- Go to see a film with the New Daddy and maybe have a drink (note the singular) in the cinema bar (where it's safe to say you'll only have the one because it's like drinking in the lobby of an unpleasantly cheap hotel).
- Meet Annie and Jenna for cocktails, Scrabble and gossip about boys.
- Have a cocktail party where I drank all of the cocktails and everyone else drank beer. And then go out.
- Pay €6.10 for a pint in a disgracefully unhip city centre bar.
- Buy rounds of Jaegerbombs on my already-into-the-overdraft Laser card and think it some kind of free money and booze deal when the barman consents to give me cash back (note: not in the same bar, I'd have needed the credit card to buy them there).
- Drink the bottle of champagne that the Leitrim Lady presented me with on my last birthday and that had been kept back for a "special occasion". Am now pretty sure that bringing a drunk brother, two of his friends and comatose Polish man back to your flat does not constitute such a special occasion.
- Tuck the comatose Pole up with a blanket on the couch and head off with the other three to a rave in an underground garage, to dirty dance like an uncoordinated epileptic until it was very very bright outside.
- Not go straight to sleep when I did finally get home. In fact, not go to sleep at all.
- Send Annie a rambling, shambling, apologetic text message begging for a raincheck.

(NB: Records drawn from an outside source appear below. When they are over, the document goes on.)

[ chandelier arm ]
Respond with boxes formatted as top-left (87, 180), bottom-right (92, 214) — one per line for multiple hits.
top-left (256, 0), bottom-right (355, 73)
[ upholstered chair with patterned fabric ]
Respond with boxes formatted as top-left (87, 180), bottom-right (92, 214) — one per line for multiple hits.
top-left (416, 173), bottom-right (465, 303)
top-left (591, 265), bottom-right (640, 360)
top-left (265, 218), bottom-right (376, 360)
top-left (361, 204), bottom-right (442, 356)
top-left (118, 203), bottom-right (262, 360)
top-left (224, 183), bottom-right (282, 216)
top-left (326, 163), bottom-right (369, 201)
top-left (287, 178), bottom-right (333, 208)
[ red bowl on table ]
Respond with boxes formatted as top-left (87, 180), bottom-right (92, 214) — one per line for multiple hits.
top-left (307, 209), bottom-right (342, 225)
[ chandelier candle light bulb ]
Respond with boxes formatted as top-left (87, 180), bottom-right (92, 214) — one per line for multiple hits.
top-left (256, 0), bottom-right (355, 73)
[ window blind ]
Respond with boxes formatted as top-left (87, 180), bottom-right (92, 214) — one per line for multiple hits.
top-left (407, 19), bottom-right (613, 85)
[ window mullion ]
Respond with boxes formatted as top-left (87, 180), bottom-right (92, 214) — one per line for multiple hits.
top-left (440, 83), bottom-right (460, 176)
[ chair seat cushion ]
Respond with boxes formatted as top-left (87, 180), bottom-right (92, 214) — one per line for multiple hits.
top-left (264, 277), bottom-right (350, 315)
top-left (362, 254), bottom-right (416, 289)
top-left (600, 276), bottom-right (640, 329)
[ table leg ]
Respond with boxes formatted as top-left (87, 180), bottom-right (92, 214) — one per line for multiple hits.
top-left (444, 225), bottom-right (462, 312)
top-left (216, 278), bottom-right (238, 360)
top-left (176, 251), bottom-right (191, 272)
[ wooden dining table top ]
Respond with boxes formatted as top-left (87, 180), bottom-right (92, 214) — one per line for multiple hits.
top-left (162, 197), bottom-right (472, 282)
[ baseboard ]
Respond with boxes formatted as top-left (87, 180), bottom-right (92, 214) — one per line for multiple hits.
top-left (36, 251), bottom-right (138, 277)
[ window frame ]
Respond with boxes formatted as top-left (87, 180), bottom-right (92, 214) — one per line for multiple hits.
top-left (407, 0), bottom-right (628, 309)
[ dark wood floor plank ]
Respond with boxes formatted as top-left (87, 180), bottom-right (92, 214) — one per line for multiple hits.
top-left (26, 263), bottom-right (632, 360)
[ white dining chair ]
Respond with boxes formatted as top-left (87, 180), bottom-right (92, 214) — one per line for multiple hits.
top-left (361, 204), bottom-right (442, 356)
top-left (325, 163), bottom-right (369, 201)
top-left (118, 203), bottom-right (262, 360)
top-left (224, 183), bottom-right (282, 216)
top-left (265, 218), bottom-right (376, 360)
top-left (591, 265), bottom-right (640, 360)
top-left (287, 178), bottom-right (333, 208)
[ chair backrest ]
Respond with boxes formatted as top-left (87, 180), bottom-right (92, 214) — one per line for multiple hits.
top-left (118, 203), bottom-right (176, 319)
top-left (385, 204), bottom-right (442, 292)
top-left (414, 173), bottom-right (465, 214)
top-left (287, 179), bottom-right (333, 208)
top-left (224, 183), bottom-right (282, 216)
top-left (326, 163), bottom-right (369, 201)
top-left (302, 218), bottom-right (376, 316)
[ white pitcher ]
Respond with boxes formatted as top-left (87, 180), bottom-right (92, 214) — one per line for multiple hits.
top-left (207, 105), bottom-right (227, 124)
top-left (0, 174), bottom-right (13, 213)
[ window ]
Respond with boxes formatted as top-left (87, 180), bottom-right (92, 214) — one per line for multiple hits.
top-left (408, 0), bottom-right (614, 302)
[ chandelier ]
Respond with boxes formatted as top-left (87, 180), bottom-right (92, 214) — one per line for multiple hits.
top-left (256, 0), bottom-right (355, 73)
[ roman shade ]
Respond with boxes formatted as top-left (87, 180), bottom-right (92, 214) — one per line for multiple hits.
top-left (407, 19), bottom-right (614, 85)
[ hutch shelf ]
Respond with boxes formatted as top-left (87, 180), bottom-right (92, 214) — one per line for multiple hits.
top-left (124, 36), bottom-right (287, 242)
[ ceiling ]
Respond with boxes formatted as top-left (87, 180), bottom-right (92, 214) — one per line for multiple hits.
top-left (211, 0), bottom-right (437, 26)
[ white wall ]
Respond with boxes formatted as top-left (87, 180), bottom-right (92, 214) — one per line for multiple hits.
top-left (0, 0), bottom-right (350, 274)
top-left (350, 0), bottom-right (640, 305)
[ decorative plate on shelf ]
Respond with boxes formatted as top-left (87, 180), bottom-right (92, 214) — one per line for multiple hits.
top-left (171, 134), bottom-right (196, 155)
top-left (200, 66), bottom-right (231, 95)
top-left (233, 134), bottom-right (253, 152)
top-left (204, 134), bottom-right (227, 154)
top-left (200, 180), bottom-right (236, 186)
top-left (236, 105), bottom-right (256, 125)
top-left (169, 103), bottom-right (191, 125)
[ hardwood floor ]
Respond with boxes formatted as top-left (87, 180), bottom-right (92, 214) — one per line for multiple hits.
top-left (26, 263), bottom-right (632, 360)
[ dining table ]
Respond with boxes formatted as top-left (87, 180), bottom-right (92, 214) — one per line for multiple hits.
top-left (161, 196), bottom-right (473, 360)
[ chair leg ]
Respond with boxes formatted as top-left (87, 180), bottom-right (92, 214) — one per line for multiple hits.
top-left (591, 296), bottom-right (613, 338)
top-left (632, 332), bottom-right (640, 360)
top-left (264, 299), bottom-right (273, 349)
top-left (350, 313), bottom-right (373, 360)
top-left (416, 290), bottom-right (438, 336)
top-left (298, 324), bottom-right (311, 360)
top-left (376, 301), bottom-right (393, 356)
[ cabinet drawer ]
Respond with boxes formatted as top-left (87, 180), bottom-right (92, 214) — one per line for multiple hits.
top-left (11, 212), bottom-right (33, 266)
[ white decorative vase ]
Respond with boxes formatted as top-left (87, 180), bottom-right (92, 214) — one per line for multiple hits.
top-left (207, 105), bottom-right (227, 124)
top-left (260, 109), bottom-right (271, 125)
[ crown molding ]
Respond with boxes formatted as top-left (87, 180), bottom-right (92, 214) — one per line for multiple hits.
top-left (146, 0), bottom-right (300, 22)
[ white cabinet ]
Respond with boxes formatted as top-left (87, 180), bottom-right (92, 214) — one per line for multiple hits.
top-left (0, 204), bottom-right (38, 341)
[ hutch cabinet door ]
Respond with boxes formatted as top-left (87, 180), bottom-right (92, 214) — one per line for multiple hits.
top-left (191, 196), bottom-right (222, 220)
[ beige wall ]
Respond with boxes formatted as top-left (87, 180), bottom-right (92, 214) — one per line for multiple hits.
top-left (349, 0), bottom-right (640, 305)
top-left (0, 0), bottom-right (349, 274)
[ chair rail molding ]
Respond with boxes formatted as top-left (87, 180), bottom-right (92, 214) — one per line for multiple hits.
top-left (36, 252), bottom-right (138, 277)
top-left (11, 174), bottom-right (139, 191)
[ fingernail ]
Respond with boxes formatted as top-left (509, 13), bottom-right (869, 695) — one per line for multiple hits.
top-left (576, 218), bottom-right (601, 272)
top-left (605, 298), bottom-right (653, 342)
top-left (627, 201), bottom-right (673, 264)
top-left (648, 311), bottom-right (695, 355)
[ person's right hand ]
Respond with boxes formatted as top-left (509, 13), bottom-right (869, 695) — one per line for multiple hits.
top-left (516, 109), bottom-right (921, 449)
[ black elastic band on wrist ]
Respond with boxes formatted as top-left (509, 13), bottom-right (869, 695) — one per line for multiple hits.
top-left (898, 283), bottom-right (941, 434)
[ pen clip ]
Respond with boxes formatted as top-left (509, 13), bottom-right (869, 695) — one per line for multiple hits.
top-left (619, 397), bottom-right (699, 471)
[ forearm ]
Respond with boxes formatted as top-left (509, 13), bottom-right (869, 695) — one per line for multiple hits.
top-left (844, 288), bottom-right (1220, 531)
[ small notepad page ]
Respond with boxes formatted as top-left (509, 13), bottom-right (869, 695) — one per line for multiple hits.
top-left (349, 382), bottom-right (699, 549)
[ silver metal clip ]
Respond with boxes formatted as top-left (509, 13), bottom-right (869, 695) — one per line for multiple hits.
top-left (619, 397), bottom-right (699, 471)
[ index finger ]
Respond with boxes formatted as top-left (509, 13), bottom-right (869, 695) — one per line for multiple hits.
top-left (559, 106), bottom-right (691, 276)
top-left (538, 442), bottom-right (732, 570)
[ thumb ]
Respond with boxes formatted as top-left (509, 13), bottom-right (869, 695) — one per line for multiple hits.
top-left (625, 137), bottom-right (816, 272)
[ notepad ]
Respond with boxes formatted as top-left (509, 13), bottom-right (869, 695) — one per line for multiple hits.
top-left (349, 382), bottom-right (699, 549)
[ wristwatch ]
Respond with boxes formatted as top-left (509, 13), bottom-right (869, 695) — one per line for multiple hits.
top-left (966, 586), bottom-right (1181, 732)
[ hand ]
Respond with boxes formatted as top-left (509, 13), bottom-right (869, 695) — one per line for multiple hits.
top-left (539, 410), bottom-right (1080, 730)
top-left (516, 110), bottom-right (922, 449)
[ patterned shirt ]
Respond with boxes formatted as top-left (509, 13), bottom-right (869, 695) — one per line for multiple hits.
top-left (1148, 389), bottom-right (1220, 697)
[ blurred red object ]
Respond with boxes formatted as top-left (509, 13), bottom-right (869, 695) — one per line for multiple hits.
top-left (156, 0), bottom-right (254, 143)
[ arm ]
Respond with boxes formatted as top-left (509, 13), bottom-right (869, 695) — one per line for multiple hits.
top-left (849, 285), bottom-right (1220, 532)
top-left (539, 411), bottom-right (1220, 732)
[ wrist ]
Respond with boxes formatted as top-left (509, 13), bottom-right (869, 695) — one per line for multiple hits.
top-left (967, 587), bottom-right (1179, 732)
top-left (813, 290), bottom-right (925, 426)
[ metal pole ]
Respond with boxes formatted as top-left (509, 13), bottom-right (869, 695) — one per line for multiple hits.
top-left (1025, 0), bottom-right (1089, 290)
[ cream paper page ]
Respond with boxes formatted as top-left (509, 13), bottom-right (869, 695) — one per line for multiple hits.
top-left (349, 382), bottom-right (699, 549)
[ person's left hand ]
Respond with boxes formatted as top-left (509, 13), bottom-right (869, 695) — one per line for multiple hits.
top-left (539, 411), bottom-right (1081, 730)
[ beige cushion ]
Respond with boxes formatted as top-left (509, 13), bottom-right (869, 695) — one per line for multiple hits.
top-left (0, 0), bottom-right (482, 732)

Had I done what I was supposed to do I'm pretty sure I would have two new friends and a bruised ego after a serious Scrabble shitkicking. However, chances are I'd also have a nasty tummy bug, as the New Parents and Fake Neice all caught a dose of something rotten. Having done instead what I wasn't supposed to do at all I now have one of the worst hangovers in living memory and a big shiteating grin to go with it.